For ages, health experts and doctors have advised against consuming too much butter as it allegedly increases the risk of heart problems and other health issues, including ovarian cancer in women. Healthy consumers opted for supplement products by using “I Can’t Believe It’s Not Butter” instead of the real deal for spreads and cooking with olive oil instead. The fear of butter became so rampant that the overall butter intake saw a decline for years.
But now the Wall Street Journal is reporting, based on U.S. government data, that butter intake is on a rise, as the average American consumes 23 sticks of butter a year. (While 23 sticks is a shocking amount of butter, TIME magazine notes that in the 1920s, Americans consumed a whopping 72 sticks a year.) In fact, the Journal reveals that the annual intake of butter by Americans is around 892,000 total tons and the last time such numbers were seen was World War II.
This year’s butter intake marks the third consecutive year that Americans purchased more butter than margarine, creating the $2 billion butter industry. As for why this change is being seen, experts believe it has something to do with butter-rich recipes on cooking shows and the new image of butter being a simple product.

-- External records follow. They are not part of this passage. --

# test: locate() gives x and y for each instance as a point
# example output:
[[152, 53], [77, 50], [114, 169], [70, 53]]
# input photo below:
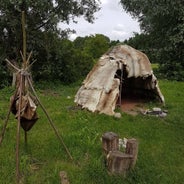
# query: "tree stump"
[[132, 149], [64, 178], [118, 162], [110, 142]]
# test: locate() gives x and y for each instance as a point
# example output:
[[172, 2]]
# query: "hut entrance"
[[133, 92]]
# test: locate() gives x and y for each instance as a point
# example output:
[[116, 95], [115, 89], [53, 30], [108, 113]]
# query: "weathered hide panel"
[[137, 64], [100, 89]]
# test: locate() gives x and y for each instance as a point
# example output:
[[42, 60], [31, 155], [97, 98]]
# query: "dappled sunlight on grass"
[[160, 158]]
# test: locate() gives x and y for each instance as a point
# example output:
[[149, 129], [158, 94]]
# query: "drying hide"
[[122, 69], [28, 106]]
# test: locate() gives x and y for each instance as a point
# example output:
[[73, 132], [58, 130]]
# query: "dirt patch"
[[133, 106]]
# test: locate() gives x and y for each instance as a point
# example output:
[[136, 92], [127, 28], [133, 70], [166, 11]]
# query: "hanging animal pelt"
[[27, 102]]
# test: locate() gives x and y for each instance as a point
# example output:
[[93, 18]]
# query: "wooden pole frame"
[[24, 75]]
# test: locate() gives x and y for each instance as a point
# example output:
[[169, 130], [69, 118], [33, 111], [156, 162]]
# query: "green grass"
[[161, 146]]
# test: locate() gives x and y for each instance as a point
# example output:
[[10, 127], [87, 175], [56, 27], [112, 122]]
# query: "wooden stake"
[[18, 132], [7, 118], [24, 40]]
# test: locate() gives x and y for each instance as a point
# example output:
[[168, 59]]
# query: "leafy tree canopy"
[[163, 21], [41, 16]]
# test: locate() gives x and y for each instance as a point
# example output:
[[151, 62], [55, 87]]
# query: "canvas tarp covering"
[[100, 90]]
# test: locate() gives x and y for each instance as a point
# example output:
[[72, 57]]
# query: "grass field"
[[161, 145]]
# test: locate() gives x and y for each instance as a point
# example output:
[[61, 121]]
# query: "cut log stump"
[[64, 178], [110, 142], [118, 162]]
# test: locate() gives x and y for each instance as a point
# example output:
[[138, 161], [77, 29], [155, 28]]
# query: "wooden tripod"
[[25, 82]]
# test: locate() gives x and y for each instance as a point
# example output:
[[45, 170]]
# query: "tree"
[[94, 45], [163, 21], [42, 18]]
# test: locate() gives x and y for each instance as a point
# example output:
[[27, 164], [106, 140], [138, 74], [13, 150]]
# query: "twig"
[[27, 62]]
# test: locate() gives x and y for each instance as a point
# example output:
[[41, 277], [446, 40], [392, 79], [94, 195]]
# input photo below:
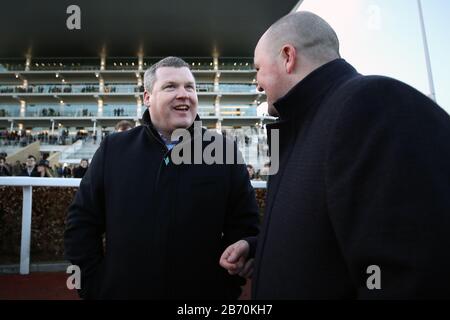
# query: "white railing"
[[27, 184]]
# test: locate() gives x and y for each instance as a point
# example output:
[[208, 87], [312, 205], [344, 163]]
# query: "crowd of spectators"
[[33, 168]]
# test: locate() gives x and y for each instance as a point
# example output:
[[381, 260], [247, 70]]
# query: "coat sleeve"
[[242, 218], [85, 226], [388, 191]]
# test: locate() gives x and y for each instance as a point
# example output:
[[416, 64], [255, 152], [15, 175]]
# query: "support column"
[[22, 108], [26, 230], [100, 108]]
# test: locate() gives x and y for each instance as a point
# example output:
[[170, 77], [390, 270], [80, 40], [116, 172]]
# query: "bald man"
[[360, 206]]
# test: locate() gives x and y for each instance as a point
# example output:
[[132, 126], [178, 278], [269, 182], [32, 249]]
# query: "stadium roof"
[[121, 28]]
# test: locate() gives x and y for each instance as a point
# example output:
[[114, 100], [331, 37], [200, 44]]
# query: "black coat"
[[166, 225], [364, 180]]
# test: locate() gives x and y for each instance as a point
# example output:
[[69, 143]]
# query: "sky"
[[384, 37]]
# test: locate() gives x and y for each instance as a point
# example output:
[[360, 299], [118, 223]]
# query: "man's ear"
[[289, 54], [146, 98]]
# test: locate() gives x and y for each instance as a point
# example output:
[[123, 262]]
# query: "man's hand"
[[233, 259]]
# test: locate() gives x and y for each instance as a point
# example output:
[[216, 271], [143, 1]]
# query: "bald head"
[[312, 37], [290, 50]]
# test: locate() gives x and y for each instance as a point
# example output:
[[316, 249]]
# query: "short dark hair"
[[150, 74]]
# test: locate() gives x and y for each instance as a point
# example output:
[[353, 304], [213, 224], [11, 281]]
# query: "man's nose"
[[259, 88], [182, 93]]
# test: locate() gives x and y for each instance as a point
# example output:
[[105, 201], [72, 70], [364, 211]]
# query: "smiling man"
[[166, 225]]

And according to the most recent research, the image makeover for butter may be long overdue. Earlier this year, scientists published a study, in the journal Annals of Internal Medicine, stating that their study did not find a link between heart disease and saturated fat (the kind of fat found in butter) consumption. What’s more, the study did not find any health benefits (translation: reduced risk of heart conditions) from other kinds of fats, namely monounsaturated fats like olive oil. The researchers did; however, find an association between trans fat (which can be found in processed foods) and heart disease.